Google Maps System Design: Architecture Behind Real-Time Navigation at Scale
Google Maps System Design#
Google Maps serves over a billion users, rendering map tiles, computing routes, estimating arrival times, and indexing hundreds of millions of places. Designing a system like this requires solving problems across rendering, geospatial data, graph algorithms, and distributed infrastructure. This guide breaks down each layer.
High-Level Architecture#
Client (Mobile/Web)
│
├── Map Tile Service ──── Tile Storage (CDN + Object Store)
├── Routing Service ───── Road Graph Engine
├── Traffic Service ────── Real-Time Data Pipeline
├── Place Search Service ── Search Index + POI Database
├── ETA Service ────────── ML Prediction Layer
└── Offline Maps ────────── Packaged Tile Bundles
The system splits into independent services, each optimized for its workload. A shared geospatial index underpins most of them.
Map Tile Rendering#
Maps are not rendered as a single image. The world is divided into tiles at multiple zoom levels. Each zoom level doubles the grid resolution.
Zoom 0: 1 tile (whole world)
Zoom 1: 4 tiles (2x2)
Zoom 2: 16 tiles (4x4)
...
Zoom 20: ~1 trillion tiles
Pre-rendering vs dynamic rendering: Base map tiles (roads, terrain, water) are pre-rendered and stored in object storage behind a CDN. Dynamic overlays (traffic, transit) are rendered on the fly or cached with short TTLs.
Vector tiles vs raster tiles: Modern implementations use vector tiles. The server sends geometry data and the client renders it. This reduces bandwidth, enables smooth rotation and 3D views, and allows client-side styling.
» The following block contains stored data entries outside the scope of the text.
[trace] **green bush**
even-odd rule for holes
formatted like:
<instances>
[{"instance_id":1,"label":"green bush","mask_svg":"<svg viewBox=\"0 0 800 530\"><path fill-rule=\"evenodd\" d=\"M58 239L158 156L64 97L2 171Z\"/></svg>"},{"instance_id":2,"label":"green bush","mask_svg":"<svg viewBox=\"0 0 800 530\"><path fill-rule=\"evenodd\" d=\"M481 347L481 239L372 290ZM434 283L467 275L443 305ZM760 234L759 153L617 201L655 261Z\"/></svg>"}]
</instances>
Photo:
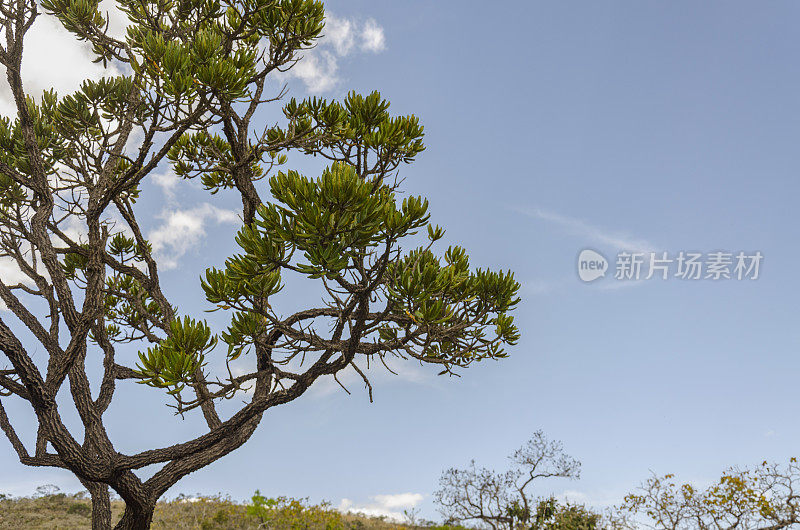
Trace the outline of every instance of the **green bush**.
<instances>
[{"instance_id":1,"label":"green bush","mask_svg":"<svg viewBox=\"0 0 800 530\"><path fill-rule=\"evenodd\" d=\"M344 530L342 514L331 508L327 502L309 505L308 499L291 497L267 498L256 490L252 505L247 514L257 518L267 528L324 528L325 530Z\"/></svg>"},{"instance_id":2,"label":"green bush","mask_svg":"<svg viewBox=\"0 0 800 530\"><path fill-rule=\"evenodd\" d=\"M91 517L92 515L92 507L88 504L84 504L82 502L78 502L75 504L71 504L69 508L67 508L67 513L75 514L75 515L83 515L84 517Z\"/></svg>"}]
</instances>

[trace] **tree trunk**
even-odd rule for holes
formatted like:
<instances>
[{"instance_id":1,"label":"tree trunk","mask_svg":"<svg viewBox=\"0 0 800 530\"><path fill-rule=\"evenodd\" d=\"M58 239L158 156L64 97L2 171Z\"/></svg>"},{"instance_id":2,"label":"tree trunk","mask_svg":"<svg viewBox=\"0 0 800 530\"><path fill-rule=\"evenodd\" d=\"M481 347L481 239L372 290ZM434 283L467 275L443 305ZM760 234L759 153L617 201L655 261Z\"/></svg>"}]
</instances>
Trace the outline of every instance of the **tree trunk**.
<instances>
[{"instance_id":1,"label":"tree trunk","mask_svg":"<svg viewBox=\"0 0 800 530\"><path fill-rule=\"evenodd\" d=\"M81 483L92 496L92 530L109 530L111 528L111 497L108 494L108 486L86 480L81 480Z\"/></svg>"},{"instance_id":2,"label":"tree trunk","mask_svg":"<svg viewBox=\"0 0 800 530\"><path fill-rule=\"evenodd\" d=\"M108 486L103 484L92 494L92 530L108 530L111 528L111 498Z\"/></svg>"},{"instance_id":3,"label":"tree trunk","mask_svg":"<svg viewBox=\"0 0 800 530\"><path fill-rule=\"evenodd\" d=\"M114 530L148 530L153 522L155 508L155 503L148 506L125 504L125 513Z\"/></svg>"}]
</instances>

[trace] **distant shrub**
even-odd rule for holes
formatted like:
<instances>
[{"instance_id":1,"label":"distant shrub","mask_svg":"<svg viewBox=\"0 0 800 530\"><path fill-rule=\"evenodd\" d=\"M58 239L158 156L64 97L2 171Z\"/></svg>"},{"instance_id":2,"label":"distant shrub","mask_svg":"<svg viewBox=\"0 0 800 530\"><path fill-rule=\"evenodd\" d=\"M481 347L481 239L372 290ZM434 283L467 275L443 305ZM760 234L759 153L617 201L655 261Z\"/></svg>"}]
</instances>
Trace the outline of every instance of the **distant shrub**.
<instances>
[{"instance_id":1,"label":"distant shrub","mask_svg":"<svg viewBox=\"0 0 800 530\"><path fill-rule=\"evenodd\" d=\"M67 513L89 517L92 515L92 507L83 502L76 502L67 508Z\"/></svg>"},{"instance_id":2,"label":"distant shrub","mask_svg":"<svg viewBox=\"0 0 800 530\"><path fill-rule=\"evenodd\" d=\"M256 528L257 524L247 515L247 507L230 497L179 495L173 501L158 503L152 527L231 530Z\"/></svg>"},{"instance_id":3,"label":"distant shrub","mask_svg":"<svg viewBox=\"0 0 800 530\"><path fill-rule=\"evenodd\" d=\"M539 502L532 528L546 530L598 530L602 517L580 504L561 504L554 498Z\"/></svg>"},{"instance_id":4,"label":"distant shrub","mask_svg":"<svg viewBox=\"0 0 800 530\"><path fill-rule=\"evenodd\" d=\"M257 518L267 528L275 530L293 528L324 528L325 530L344 530L348 526L342 514L331 508L327 502L310 505L308 499L291 497L267 498L256 490L247 514Z\"/></svg>"}]
</instances>

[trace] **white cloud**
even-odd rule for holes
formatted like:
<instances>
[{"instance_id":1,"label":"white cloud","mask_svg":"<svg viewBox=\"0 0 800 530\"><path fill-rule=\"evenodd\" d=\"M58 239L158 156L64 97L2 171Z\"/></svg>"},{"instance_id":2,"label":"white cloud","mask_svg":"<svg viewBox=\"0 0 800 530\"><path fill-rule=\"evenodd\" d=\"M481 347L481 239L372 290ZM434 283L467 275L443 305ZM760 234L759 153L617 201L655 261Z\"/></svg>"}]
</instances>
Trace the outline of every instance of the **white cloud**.
<instances>
[{"instance_id":1,"label":"white cloud","mask_svg":"<svg viewBox=\"0 0 800 530\"><path fill-rule=\"evenodd\" d=\"M114 0L103 0L99 8L108 18L108 34L124 39L129 23L127 15L119 10ZM302 81L312 94L330 91L340 82L339 58L355 49L370 53L386 49L383 27L372 18L362 21L328 14L323 33L317 46L283 74L285 78ZM26 91L38 98L49 88L54 88L59 95L74 92L84 79L119 75L120 69L113 63L107 68L93 63L88 43L79 42L54 16L42 14L25 36L22 72ZM0 83L0 114L16 114L5 82Z\"/></svg>"},{"instance_id":2,"label":"white cloud","mask_svg":"<svg viewBox=\"0 0 800 530\"><path fill-rule=\"evenodd\" d=\"M89 227L74 215L70 215L60 228L65 236L76 243L84 242L89 237Z\"/></svg>"},{"instance_id":3,"label":"white cloud","mask_svg":"<svg viewBox=\"0 0 800 530\"><path fill-rule=\"evenodd\" d=\"M0 280L6 285L18 283L30 284L31 280L17 266L17 262L9 257L0 257Z\"/></svg>"},{"instance_id":4,"label":"white cloud","mask_svg":"<svg viewBox=\"0 0 800 530\"><path fill-rule=\"evenodd\" d=\"M153 183L161 188L168 199L175 198L175 189L178 187L181 178L174 171L167 169L163 173L153 173L152 178Z\"/></svg>"},{"instance_id":5,"label":"white cloud","mask_svg":"<svg viewBox=\"0 0 800 530\"><path fill-rule=\"evenodd\" d=\"M144 130L141 127L135 126L131 133L128 135L128 141L125 143L125 152L138 153L144 140Z\"/></svg>"},{"instance_id":6,"label":"white cloud","mask_svg":"<svg viewBox=\"0 0 800 530\"><path fill-rule=\"evenodd\" d=\"M98 8L108 18L108 36L124 40L130 25L128 15L119 9L115 0L102 0Z\"/></svg>"},{"instance_id":7,"label":"white cloud","mask_svg":"<svg viewBox=\"0 0 800 530\"><path fill-rule=\"evenodd\" d=\"M619 250L632 252L655 252L656 245L644 239L634 238L622 232L600 228L581 219L560 215L539 208L515 208L521 214L535 217L561 226L573 235L587 238L593 243L608 245Z\"/></svg>"},{"instance_id":8,"label":"white cloud","mask_svg":"<svg viewBox=\"0 0 800 530\"><path fill-rule=\"evenodd\" d=\"M325 37L339 55L347 55L356 43L356 23L353 20L328 15Z\"/></svg>"},{"instance_id":9,"label":"white cloud","mask_svg":"<svg viewBox=\"0 0 800 530\"><path fill-rule=\"evenodd\" d=\"M47 272L44 270L38 271L43 276L47 277ZM0 280L6 286L11 285L18 285L23 284L29 287L33 287L34 283L17 265L17 262L8 256L0 257ZM0 311L7 311L8 306L6 306L5 302L0 300Z\"/></svg>"},{"instance_id":10,"label":"white cloud","mask_svg":"<svg viewBox=\"0 0 800 530\"><path fill-rule=\"evenodd\" d=\"M366 504L355 504L350 499L342 499L339 511L360 513L371 517L386 517L397 522L405 521L403 510L410 510L422 502L420 493L396 493L393 495L374 495Z\"/></svg>"},{"instance_id":11,"label":"white cloud","mask_svg":"<svg viewBox=\"0 0 800 530\"><path fill-rule=\"evenodd\" d=\"M305 57L287 72L287 75L301 80L310 93L320 94L339 83L336 74L338 70L338 61L333 52L315 49L306 53Z\"/></svg>"},{"instance_id":12,"label":"white cloud","mask_svg":"<svg viewBox=\"0 0 800 530\"><path fill-rule=\"evenodd\" d=\"M361 22L329 13L316 47L306 51L284 77L299 79L311 94L327 92L341 81L339 59L349 55L356 42L364 52L379 53L386 49L383 28L374 19Z\"/></svg>"},{"instance_id":13,"label":"white cloud","mask_svg":"<svg viewBox=\"0 0 800 530\"><path fill-rule=\"evenodd\" d=\"M164 223L151 231L148 239L165 269L176 268L181 257L200 245L209 221L221 224L238 220L235 212L209 203L188 210L167 210L160 217Z\"/></svg>"},{"instance_id":14,"label":"white cloud","mask_svg":"<svg viewBox=\"0 0 800 530\"><path fill-rule=\"evenodd\" d=\"M423 496L419 493L395 493L394 495L375 495L372 498L381 506L397 509L413 508L422 502Z\"/></svg>"},{"instance_id":15,"label":"white cloud","mask_svg":"<svg viewBox=\"0 0 800 530\"><path fill-rule=\"evenodd\" d=\"M383 28L370 18L361 30L361 49L364 51L378 53L386 49L386 36Z\"/></svg>"},{"instance_id":16,"label":"white cloud","mask_svg":"<svg viewBox=\"0 0 800 530\"><path fill-rule=\"evenodd\" d=\"M3 70L5 73L5 70ZM54 16L41 14L25 35L22 81L25 91L39 98L54 88L59 95L74 92L84 79L119 75L114 65L104 68L90 59L90 46L79 42ZM16 115L5 75L0 82L0 114Z\"/></svg>"}]
</instances>

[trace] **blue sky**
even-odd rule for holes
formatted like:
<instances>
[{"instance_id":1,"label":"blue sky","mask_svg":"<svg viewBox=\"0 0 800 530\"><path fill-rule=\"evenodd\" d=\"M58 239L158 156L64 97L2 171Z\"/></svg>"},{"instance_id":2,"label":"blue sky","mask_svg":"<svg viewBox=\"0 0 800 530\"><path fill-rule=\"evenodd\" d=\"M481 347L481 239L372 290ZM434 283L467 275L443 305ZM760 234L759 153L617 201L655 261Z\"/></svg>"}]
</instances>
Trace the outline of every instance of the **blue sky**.
<instances>
[{"instance_id":1,"label":"blue sky","mask_svg":"<svg viewBox=\"0 0 800 530\"><path fill-rule=\"evenodd\" d=\"M434 518L444 468L471 458L502 468L537 429L583 463L579 481L540 491L595 506L651 471L703 484L731 465L800 453L800 5L327 7L335 31L313 67L287 79L292 95L378 89L394 112L421 117L427 150L403 171L405 189L429 198L446 243L465 246L474 265L516 272L522 340L509 359L457 379L396 364L399 376L376 373L372 404L355 382L350 396L323 383L171 493L244 499L259 488L383 511L417 503ZM171 294L199 307L200 271L233 249L236 198L162 173L142 212L174 259L163 276ZM578 279L582 249L613 259L625 246L760 251L764 261L756 281ZM297 291L297 303L308 295ZM136 385L126 396L108 414L121 450L198 432L198 418L172 416L157 392ZM21 466L5 444L0 492L48 482L79 489ZM398 494L411 495L374 498Z\"/></svg>"}]
</instances>

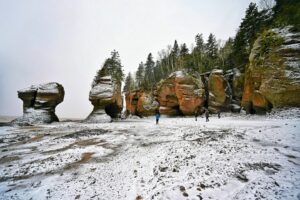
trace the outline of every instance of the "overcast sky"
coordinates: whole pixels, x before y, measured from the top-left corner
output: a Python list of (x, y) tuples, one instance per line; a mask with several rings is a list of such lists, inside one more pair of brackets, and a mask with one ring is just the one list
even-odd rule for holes
[[(234, 36), (250, 0), (0, 0), (0, 115), (22, 115), (17, 90), (55, 81), (58, 117), (86, 117), (96, 71), (113, 49), (125, 72), (173, 44)], [(257, 2), (257, 1), (252, 1)]]

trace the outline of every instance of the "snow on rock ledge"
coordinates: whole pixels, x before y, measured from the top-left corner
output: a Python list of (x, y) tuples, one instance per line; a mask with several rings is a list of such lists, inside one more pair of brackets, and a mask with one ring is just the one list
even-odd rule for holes
[(23, 116), (12, 121), (12, 124), (30, 125), (59, 121), (55, 107), (64, 100), (64, 95), (63, 86), (55, 82), (19, 90), (18, 97), (23, 101)]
Tile addressing: Each tile is identified by (zoom, x, y). The client calculates which tiles are visible based on the viewport and zoom level, then fetches them in parallel.
Geospatial Indexing#
Efficient spatial queries are the backbone of the system. Three structures matter most.
Quadtree#
A quadtree recursively divides 2D space into four quadrants. Each node splits when it exceeds a capacity threshold. This adapts naturally to density: urban areas get deeper subdivision, oceans stay shallow.
┌───────┬───────┐
│ │ ┌──┬──┤
│ │ ├──┼──┤
├───┬───┼─┴──┴──┤
│ │ │ │
└───┴───┴───────┘
Use case: nearest-neighbor searches for places, clustering points of interest.
R-Tree#
R-trees index rectangles (bounding boxes). They group nearby objects into minimum bounding rectangles at each tree level. R-trees excel at range queries like "find all restaurants within this viewport."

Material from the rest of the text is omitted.